Indigenous people of the Americas (aka “Native Americans” or “American Indians”) across the United States are mostly invisible to us. Even the Mashantucket Pequot Tribal Nation and the Mohegan Tribal Nation identities are reduced to their casinos. How many patrons take the time to understand the long, complicated history that culminated in these resorts?
What most Americans do not know (and do not care to know) is how the history of genocide against these indigenous peoples is as much a stain on our nation’s history as slavery.

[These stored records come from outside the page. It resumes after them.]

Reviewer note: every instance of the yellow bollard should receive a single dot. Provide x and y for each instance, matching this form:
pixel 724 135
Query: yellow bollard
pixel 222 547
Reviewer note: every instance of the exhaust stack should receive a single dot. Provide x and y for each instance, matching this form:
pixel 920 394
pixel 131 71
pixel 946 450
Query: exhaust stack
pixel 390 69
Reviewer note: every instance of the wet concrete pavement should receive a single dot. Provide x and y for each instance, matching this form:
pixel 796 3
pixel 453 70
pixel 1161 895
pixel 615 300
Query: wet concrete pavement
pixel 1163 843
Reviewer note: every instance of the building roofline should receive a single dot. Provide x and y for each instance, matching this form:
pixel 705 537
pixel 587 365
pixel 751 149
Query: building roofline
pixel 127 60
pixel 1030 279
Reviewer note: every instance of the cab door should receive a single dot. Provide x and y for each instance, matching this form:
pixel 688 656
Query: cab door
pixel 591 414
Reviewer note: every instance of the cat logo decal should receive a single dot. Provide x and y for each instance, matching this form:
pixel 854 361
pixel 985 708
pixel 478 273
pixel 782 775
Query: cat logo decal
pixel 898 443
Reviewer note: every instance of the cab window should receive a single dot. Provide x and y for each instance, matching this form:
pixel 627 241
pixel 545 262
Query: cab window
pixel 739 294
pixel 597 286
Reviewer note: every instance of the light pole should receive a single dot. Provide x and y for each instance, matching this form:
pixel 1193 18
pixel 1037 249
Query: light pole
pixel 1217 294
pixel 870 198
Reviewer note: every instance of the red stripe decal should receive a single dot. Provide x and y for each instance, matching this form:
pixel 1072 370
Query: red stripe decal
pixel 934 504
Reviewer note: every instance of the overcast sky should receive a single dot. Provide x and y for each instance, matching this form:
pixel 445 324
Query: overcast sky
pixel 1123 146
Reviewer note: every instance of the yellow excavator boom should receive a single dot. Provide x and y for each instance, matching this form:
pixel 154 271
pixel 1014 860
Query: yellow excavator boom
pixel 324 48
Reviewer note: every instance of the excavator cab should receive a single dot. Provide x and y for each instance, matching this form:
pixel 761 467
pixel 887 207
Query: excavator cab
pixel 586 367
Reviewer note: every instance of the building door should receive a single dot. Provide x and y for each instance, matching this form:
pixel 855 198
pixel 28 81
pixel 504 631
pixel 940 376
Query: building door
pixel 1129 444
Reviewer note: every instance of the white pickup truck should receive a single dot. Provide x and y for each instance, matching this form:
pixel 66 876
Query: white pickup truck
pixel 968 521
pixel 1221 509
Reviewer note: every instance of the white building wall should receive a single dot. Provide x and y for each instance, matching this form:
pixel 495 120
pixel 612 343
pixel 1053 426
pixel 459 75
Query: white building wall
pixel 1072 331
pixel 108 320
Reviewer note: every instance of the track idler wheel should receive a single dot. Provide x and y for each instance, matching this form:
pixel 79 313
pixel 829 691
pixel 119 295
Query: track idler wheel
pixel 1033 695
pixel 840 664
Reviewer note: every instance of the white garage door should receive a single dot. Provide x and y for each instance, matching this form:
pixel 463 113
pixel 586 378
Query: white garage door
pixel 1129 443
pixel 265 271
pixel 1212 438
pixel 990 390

I don’t gamble, but I do smile every time I think about the money visitors spend at Foxwoods and Mohegan Sun. I smile because in some small and imperfect way, Americans are unwittingly paying for the sins of their ancestors. I smile because I take this personally as an enrolled member of The Mohawk Nation at Akwesasne (Registry # 1590501301). This tribe, too, has a small casino.
I wish there were other options for them to sustain their economy, but this is the reality of many tribes, including those contained inside Connectcut’s borders.
So I say this to Gov. Ned Lamont and the Connecticut General Assembly: Honor the agreements you made with the Mashantucket Pequot Tribal Nation and the Mohegan Tribal Nation to share casino revenues in exchange for granting exclusive gambling rights to them.
There’s a long, tragic story of broken treaties and disrespect for the lands of these sovereign nations. Do not continue this shameful history.
Deidre Phillips Goodrich lives in Middletown.